Here is product placement taken to a whole new level. London-based ad agency Saatchi & Saatchi has launched a new division called GUM, created to target the elusive teen and young 20s demo. The idea is simple, according to The Wall Street Journal: Saatchi & Saatchi is offering advertisers a sort of human billboard - that is, owning and naming their own all-female hip-hop band, having their products seen/used/worn on stage and in music videos, and if they want, paying a little extra, have their product names used within the lyrics of the band's songs. The band made its first appearance last evening at Saatchi & Saatchi offices, and unless you knew any better, you'd never know it was a marketing device. The agency calls this Branded Entertainment, and finds masking advertising within entertainment is a better way to reach this tough young demo. Also coming from GUM, commissioned entertainment for other media including TV, film, cellphones and video games.


As if it weren't bad enough to try to compete as an artist who strives to NOT sound pop, now there's this? For any of you who've read Infinite Jest, I see the Year of the Depend Adult Undergarment coming real fucking soon.

Thursday, September 01, 2005

Why do you do what you do when you did what you did to me?

Ah, yes, a little Jermaine Jackson to get us going today. You see, today I have a topic. Yes, indeedy.

Anonymity in a Transparent Society

I got to thinking about this subject while perusing Gabe's blog and checking out the comments. There was one person who left a seemingly snarky comment while declining to take credit for it. To me, there is something just plain cowardly about that. I mean, if you're going to bother to make a statement, why not own it? Unless you don't really believe it? Or perhaps you're just trying to hurt someone intentionally, but obviously owning up to it would make you the bad guy, and more obviously that cannot be allowed to be true? But secretly you know that your target will suspect it was you, and this garners the ATTENTION you so crave? Without the BLAME? Like that little last barb, that little last word in the argument, the anonymous snark lives to feel superior to their prey. Just like your old shriveled up spinster aunt, they just can't wait to try to take the wind out of your sails. Why? Because they are self-absorbed, insecure and feel entitled to some recompense by life.

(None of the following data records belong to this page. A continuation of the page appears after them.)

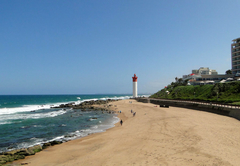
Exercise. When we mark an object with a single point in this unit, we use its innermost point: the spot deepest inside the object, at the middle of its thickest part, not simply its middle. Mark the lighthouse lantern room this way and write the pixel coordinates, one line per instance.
(134, 86)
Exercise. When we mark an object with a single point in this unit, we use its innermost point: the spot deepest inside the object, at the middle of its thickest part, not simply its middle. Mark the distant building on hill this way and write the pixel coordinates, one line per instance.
(235, 50)
(204, 75)
(204, 71)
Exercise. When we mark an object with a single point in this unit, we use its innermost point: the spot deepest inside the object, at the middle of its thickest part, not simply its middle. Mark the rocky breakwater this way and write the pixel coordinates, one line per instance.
(98, 105)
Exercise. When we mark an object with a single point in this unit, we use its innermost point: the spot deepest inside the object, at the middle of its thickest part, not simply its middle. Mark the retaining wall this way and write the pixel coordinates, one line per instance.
(235, 113)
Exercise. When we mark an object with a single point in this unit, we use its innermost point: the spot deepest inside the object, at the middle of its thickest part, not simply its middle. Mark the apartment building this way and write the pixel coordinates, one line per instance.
(235, 49)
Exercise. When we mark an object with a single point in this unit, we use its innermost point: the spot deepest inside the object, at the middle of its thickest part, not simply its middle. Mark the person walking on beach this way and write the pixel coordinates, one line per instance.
(134, 114)
(121, 122)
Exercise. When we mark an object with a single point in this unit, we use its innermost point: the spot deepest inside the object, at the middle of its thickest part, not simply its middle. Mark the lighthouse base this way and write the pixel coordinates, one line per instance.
(134, 89)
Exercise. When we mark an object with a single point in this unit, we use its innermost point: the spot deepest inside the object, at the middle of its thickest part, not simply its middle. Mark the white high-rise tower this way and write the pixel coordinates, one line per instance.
(134, 86)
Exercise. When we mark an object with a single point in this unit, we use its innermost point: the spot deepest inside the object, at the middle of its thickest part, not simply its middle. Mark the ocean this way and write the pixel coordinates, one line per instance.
(28, 120)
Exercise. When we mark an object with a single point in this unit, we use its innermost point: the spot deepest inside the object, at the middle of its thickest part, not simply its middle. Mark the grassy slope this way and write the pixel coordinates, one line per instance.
(223, 92)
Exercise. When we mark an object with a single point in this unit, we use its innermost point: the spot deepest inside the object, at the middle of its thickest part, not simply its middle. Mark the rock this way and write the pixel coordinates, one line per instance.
(3, 159)
(34, 149)
(45, 145)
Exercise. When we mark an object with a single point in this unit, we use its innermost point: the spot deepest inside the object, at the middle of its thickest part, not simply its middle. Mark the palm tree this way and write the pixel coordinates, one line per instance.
(229, 72)
(176, 79)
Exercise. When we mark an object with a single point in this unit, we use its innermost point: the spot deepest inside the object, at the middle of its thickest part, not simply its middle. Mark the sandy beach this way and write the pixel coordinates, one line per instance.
(155, 136)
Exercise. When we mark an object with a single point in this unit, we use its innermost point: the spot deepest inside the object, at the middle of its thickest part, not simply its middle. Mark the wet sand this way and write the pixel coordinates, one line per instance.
(155, 136)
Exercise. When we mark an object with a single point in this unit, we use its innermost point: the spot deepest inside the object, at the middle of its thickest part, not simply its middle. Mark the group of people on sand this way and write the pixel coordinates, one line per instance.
(134, 113)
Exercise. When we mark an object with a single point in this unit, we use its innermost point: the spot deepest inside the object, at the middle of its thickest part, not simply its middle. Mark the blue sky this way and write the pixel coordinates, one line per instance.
(92, 46)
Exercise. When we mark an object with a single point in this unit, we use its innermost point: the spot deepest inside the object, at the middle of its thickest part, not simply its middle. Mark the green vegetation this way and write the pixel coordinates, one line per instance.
(221, 92)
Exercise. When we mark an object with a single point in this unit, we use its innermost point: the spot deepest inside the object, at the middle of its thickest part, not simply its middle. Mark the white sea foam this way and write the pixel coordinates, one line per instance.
(6, 117)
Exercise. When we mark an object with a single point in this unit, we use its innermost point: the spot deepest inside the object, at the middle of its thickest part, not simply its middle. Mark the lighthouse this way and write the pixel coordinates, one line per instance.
(134, 86)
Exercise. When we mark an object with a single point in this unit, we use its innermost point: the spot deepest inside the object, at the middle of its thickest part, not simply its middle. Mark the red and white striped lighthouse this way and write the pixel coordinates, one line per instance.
(134, 86)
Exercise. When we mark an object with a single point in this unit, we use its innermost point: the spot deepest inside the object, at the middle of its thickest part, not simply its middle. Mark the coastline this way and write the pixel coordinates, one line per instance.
(155, 136)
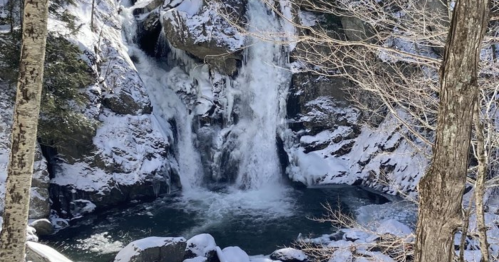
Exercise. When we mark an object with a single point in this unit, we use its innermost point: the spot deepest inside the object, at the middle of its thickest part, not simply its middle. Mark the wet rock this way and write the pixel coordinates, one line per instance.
(355, 29)
(43, 227)
(202, 245)
(36, 252)
(153, 249)
(289, 255)
(206, 34)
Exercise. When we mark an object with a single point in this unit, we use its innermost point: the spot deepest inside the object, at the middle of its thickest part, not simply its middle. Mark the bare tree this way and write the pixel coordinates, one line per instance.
(26, 113)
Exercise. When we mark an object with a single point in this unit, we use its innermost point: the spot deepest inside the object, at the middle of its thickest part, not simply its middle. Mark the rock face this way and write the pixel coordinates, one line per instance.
(128, 157)
(160, 249)
(204, 246)
(289, 255)
(36, 252)
(39, 201)
(198, 28)
(43, 227)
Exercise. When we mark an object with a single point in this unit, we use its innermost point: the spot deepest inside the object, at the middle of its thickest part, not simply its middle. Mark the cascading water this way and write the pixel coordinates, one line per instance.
(260, 89)
(167, 105)
(263, 85)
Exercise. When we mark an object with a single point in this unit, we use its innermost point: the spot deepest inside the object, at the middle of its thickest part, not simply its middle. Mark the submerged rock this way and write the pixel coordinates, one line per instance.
(161, 249)
(36, 252)
(43, 227)
(289, 255)
(202, 245)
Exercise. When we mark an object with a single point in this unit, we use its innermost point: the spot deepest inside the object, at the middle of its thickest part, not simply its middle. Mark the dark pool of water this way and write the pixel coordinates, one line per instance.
(256, 222)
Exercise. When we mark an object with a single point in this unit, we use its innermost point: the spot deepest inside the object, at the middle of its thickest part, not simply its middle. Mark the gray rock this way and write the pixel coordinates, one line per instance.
(216, 41)
(36, 252)
(43, 227)
(202, 245)
(153, 249)
(355, 29)
(289, 255)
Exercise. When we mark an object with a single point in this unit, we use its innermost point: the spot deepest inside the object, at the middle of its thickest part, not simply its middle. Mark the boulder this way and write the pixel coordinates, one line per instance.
(36, 252)
(289, 255)
(230, 254)
(205, 34)
(196, 259)
(154, 249)
(355, 29)
(202, 245)
(341, 256)
(43, 227)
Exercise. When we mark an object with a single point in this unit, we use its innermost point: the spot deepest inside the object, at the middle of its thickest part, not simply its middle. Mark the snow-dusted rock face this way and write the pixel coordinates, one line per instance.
(36, 252)
(330, 140)
(199, 28)
(289, 255)
(129, 157)
(40, 203)
(153, 249)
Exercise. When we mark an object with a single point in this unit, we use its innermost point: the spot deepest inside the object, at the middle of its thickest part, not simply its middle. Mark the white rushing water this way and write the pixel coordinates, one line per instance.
(263, 85)
(160, 84)
(261, 89)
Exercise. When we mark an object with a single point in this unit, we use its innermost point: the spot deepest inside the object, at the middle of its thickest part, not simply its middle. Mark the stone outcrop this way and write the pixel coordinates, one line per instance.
(206, 34)
(39, 201)
(161, 249)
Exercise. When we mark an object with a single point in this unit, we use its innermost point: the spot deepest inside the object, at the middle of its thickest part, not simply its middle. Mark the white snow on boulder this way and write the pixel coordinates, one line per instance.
(136, 247)
(341, 256)
(201, 244)
(393, 227)
(44, 253)
(289, 254)
(196, 259)
(232, 254)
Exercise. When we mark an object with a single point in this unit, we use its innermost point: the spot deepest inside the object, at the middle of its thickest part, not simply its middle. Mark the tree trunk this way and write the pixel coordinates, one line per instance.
(24, 129)
(482, 158)
(441, 189)
(92, 16)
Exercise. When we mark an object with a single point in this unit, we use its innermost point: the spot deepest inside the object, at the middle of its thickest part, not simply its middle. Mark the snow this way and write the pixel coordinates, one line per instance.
(50, 254)
(190, 7)
(196, 259)
(137, 246)
(289, 254)
(287, 22)
(393, 227)
(372, 149)
(307, 18)
(204, 24)
(201, 244)
(232, 254)
(100, 243)
(341, 256)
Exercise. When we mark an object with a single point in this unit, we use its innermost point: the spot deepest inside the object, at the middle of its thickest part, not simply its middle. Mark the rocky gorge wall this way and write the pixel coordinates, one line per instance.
(131, 156)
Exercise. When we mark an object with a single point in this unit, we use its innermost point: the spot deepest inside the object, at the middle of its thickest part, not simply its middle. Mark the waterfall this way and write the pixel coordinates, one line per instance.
(263, 86)
(257, 96)
(167, 105)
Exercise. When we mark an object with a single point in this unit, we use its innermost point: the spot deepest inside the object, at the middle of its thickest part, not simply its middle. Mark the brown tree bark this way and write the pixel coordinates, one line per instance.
(482, 158)
(24, 129)
(441, 189)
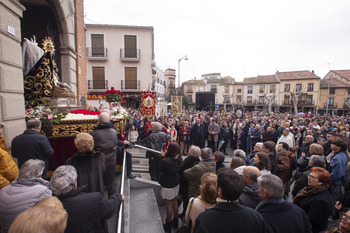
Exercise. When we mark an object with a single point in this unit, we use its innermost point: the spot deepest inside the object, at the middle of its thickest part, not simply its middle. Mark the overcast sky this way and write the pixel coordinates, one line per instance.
(240, 39)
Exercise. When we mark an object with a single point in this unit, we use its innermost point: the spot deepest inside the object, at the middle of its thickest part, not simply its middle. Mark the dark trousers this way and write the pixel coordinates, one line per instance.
(153, 165)
(109, 175)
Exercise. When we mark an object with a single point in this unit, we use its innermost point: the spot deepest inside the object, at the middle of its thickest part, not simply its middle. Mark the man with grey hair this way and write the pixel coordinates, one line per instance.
(155, 141)
(279, 215)
(106, 140)
(250, 196)
(194, 174)
(87, 212)
(32, 145)
(28, 189)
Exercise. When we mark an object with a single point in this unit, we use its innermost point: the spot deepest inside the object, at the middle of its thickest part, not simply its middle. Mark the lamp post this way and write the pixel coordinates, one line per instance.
(184, 57)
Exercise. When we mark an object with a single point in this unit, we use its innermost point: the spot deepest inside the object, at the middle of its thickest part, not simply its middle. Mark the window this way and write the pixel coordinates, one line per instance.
(249, 100)
(330, 101)
(309, 99)
(286, 87)
(130, 46)
(298, 87)
(272, 88)
(261, 99)
(98, 78)
(261, 89)
(250, 89)
(130, 78)
(310, 87)
(286, 100)
(97, 44)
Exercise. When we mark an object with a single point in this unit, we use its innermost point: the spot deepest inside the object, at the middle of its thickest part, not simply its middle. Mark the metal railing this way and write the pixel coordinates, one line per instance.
(130, 84)
(96, 52)
(97, 84)
(121, 210)
(130, 53)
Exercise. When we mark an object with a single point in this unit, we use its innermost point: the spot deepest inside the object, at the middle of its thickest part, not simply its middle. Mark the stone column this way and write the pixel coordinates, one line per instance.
(11, 76)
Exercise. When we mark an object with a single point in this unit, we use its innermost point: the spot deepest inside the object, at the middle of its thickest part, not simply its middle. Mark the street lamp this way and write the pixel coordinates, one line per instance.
(184, 57)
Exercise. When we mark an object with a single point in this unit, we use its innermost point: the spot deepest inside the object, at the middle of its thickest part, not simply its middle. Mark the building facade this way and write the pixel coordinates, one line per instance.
(121, 57)
(305, 84)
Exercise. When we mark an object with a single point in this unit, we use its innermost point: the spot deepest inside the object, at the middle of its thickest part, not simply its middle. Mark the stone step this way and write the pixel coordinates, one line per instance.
(144, 213)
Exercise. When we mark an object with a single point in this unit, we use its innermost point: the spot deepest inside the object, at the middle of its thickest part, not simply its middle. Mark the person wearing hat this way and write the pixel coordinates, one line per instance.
(338, 168)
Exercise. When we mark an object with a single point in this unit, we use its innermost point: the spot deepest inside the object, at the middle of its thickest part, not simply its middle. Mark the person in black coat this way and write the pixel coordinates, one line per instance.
(315, 199)
(106, 140)
(90, 164)
(32, 145)
(279, 215)
(194, 154)
(228, 215)
(87, 212)
(198, 134)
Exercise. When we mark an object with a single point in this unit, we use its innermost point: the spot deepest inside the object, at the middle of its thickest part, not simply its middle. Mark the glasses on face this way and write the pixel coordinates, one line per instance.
(345, 216)
(311, 176)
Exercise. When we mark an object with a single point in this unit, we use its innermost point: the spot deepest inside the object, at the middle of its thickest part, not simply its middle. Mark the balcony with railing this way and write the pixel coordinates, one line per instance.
(96, 53)
(130, 55)
(130, 84)
(97, 84)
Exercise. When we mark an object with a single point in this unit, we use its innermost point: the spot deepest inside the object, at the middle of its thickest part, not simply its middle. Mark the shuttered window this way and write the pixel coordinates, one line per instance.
(130, 78)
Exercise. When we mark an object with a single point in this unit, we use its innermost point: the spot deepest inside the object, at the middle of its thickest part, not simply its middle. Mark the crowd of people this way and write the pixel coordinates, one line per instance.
(274, 156)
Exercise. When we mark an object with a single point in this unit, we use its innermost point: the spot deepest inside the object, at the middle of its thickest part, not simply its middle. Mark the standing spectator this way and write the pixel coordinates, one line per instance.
(173, 133)
(32, 145)
(269, 135)
(106, 140)
(213, 135)
(228, 215)
(225, 136)
(23, 193)
(250, 196)
(169, 180)
(184, 137)
(90, 164)
(255, 137)
(87, 212)
(279, 215)
(206, 199)
(133, 135)
(193, 158)
(40, 218)
(315, 199)
(155, 142)
(8, 167)
(262, 162)
(338, 168)
(194, 174)
(198, 134)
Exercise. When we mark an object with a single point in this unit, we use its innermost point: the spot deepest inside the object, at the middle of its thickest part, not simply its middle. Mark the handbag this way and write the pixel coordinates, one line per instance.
(188, 226)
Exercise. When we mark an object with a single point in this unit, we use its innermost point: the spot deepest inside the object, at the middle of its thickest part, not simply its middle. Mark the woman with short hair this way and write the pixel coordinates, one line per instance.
(206, 199)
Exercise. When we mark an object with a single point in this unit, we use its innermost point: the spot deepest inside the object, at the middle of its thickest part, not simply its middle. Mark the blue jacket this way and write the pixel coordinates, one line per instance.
(338, 168)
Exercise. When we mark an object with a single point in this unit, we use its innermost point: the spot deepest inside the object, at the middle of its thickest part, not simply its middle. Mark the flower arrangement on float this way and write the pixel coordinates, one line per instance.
(113, 96)
(44, 115)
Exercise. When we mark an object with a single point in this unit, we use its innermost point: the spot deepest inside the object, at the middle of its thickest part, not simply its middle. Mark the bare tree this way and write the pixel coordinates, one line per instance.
(270, 98)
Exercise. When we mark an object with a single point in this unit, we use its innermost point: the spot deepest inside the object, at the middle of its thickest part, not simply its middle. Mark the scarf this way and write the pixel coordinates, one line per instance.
(308, 191)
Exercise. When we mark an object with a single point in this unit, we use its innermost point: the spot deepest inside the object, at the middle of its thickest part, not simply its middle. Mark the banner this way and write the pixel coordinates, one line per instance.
(176, 104)
(148, 103)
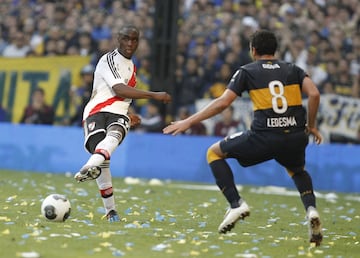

Yet, in this society we blog in, where everyone uses site-trackers and monitors their comments and who's "watching" them, is it really possible that an anonymous snark can remain anonymous for very long? I mean, to truly remain anonymous, the snark would have to go to further lengths than merely not signing into blogger to achieve this goal. Hence the transparency of the system usually renders anonymity impotent, for it would be shocking if old snark-i-poo is so dedicated to remaining unknown that he/she/it stops by the NYPL or perhaps a local Internet Cafe to perform his/her/its snarking activities.

So why not own up to it? Why not own it? Because, my friends, obsession is a powerful motivator, causing us to do and say things that we know can't stand up to the light of day. Obsession causes us to stalk each other's blogs, Google variations of each other's names, check when's the last time we were on Friendster. Look up at the light in the window and remember what it was like looking down from it. Obsession is a funny thing. It makes us think we'll never forget things that are best forgotten. And, until present times, obsession was private.

But now, with all of our moves tracked by bots and cameras and satellites, can we ever claim true anonymity? Someone, somewhere out there, is watching. Remember that, when you're deciding whom to call, when to forward and whether to post.

And, by the way, though I used the word "impotent" in the above post, this post is by no means about my, or anyone else's, sex life. Just to clarify.